Wine-and-cheese Marxists or vodka-and-borscht Burkians--they still rant

Previously published in the Terre Haute Tribune Star, 8/13/2009
This summer I took a break from the blogosphere. Last week when I returned to my familiar trek through it, the shrill rhetoric from all points, right-left-center, was so off-putting that I felt like I had been dropped into a shriek fest. This is progress from reading two or three good daily newspapers?
The rant of the moment was President Obama’s pablum speech to the nation’s school children about the importance of staying in school. With a high school graduation rate among the lowest in the industrialized world, 70 percent or so, I suppose among all the other pressing issues that President Obama must focus, a speech to youth about the importance of staying in school is plausibly justifiable. I doubt the speech will “move the needle” on the high school graduation rate and since the speech doesn’t signify (another new) policy to “fix the nation’s” schools, I don’t expect much “impact” from this event.
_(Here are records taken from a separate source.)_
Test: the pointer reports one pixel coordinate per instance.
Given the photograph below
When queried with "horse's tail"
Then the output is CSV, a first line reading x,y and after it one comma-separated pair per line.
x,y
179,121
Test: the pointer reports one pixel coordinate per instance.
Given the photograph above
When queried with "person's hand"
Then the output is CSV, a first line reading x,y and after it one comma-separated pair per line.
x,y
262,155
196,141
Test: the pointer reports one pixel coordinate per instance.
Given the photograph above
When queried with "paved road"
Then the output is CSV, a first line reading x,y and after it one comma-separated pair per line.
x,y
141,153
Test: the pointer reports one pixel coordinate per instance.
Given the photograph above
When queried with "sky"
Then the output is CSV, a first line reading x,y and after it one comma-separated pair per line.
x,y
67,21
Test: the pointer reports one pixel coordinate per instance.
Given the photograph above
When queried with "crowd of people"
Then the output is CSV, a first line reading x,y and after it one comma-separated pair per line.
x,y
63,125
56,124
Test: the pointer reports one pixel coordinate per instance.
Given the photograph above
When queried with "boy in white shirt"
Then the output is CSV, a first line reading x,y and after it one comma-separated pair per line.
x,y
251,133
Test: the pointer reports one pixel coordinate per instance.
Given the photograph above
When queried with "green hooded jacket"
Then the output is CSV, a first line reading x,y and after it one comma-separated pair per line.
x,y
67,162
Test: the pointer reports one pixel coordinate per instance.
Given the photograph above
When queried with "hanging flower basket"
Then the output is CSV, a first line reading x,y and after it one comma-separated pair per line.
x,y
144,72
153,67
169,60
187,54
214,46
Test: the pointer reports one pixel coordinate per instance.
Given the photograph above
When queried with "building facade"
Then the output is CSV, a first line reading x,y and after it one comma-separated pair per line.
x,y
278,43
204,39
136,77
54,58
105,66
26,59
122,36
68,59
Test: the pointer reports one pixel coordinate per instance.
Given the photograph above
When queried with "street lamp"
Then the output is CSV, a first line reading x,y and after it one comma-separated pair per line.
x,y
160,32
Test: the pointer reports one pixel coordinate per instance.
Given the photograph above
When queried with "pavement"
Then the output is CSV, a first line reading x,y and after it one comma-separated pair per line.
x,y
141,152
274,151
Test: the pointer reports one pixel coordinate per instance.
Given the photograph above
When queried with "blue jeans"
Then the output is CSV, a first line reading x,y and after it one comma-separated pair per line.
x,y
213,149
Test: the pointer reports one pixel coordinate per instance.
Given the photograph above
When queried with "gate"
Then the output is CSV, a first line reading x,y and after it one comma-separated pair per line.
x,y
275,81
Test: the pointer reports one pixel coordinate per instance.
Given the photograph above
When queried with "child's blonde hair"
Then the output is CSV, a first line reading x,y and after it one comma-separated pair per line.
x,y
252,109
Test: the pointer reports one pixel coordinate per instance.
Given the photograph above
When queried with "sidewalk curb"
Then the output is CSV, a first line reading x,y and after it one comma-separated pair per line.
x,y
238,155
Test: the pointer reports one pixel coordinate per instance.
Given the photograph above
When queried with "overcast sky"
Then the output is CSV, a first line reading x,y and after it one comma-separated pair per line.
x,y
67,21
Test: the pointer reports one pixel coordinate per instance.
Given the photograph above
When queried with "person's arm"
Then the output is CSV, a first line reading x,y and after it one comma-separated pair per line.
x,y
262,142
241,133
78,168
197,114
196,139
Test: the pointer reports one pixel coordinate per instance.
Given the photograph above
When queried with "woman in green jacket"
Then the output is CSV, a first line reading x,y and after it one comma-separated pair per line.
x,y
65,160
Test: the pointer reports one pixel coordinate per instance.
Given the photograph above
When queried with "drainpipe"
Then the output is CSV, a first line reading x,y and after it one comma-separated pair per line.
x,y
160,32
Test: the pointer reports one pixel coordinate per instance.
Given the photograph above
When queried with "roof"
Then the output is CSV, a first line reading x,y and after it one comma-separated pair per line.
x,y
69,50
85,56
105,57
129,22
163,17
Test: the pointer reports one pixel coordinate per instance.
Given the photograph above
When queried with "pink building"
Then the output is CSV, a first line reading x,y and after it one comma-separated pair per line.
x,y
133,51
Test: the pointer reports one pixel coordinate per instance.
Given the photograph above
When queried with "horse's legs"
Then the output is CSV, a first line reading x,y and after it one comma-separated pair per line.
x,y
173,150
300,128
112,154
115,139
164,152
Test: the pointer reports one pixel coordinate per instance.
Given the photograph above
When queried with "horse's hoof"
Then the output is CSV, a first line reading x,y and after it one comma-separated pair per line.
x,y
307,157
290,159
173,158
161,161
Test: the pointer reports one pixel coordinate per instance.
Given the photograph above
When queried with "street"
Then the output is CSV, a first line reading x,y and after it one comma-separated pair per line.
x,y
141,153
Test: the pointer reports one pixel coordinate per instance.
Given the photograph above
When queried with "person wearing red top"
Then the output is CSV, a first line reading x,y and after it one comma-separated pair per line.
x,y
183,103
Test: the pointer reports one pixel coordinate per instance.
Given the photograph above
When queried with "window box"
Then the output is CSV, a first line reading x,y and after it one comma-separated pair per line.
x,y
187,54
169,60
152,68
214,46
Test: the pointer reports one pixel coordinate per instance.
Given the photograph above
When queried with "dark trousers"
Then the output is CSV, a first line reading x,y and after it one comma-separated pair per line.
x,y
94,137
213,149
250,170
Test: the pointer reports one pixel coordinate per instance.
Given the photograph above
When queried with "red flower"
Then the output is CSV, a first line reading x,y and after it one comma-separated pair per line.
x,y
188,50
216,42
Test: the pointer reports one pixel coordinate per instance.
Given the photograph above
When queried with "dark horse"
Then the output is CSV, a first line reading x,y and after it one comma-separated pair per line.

Yet, apparently there are many who fear that President Obama addressing K-12 students about the importance of staying in school will have an impact. It will spawn a new generation of socialist/commie/fascists. The slurs of socialism, communism, and fascism, are so shrill and ill-used that it is laughable but this kind of response has caused schools to expend limited resources on notifying parents of the interloper Obama with his controversial messages (“The story of America isn’t about people who quit when things got tough, it’s about people who kept going, who tried harder, who loved their country too much to do anything less than their best.”) to the students in our schools and the creation of alternatives to keep the students occupied. As parsed as the school day is already, what valuable time will be lost in teaching to the state mandated tests?
The left wing has it’s “wine and cheese” Marxists, those well educated, high earning, and portfolio managed who sneer at the workings of capitalism, who posture by choosing to invest in or purchase from “socially responsible” dividend paying firms, and who send their children to private schools to keep them away from the “riff raff.” The right wing has their “vodka and borscht” Burkians, who rant at every government “intervention,” who label everything they dislike socialist or communist, who wish to live according to late 18th century policies but unlike the Amish who pretty much do live in the late 18th century, aren’t willing to do much beyond rant.
Just as the wine and cheese Marxists aren’t going to do anything to threaten their interests such as helping to organize workers and poor people into a political force or abandoning the Democratic Party in favor of a more labor oriented party where the interests of workers are front and center instead of Wall Streeters, the vodka and borscht Burkians aren’t going to do anything to undermine the “socialized” aspects of our country like prisons, law enforcement, the court system, or public schools. How many of the vodka and borscht Burkians are going to refuse to eat food grown with an agricultural subsidy? How many will organize a tax protest and refuse to pay taxes that go for roads, police, parks, and licensing boards for such occupations as physicians, dentists, lawyers, school teachers, plumbers, barbers, and the list could go on and on? All of these are “interventions” in the free market, hence, socialism, right? And the cost of funding these interventions are paid for by all of us, whether we use them or not. Sounds like socialism. Yet, I suspect the same groups who rant about “socialism” are the first to line up to support more money for prisons, more for police, more for the military. These are three of the most “socialistic” institutions in the US. Why aren’t the vodka and borscht Burkians demanding that the military be run like Wal-Mart? For the same reason that the wine and cheese Marxists aren’t leaving the Democratic Party for mouthing concern about cutting taxes on the rich.
As ill-informed as the ranters seem to be, Thomas Jefferson’s belief that "If a nation expects to be ignorant and free in a state of civilization, it expects what never was and never will be" (from a letter to Charles Yancy, 1816) seems especially timely. At a time when information is so available, so free of gatekeepers, that a technologically sophisticated people would seek only to validate its fears over reason and understanding, seems a triumph for those who would traffic in fear and ignorance, the antithesis of civilization.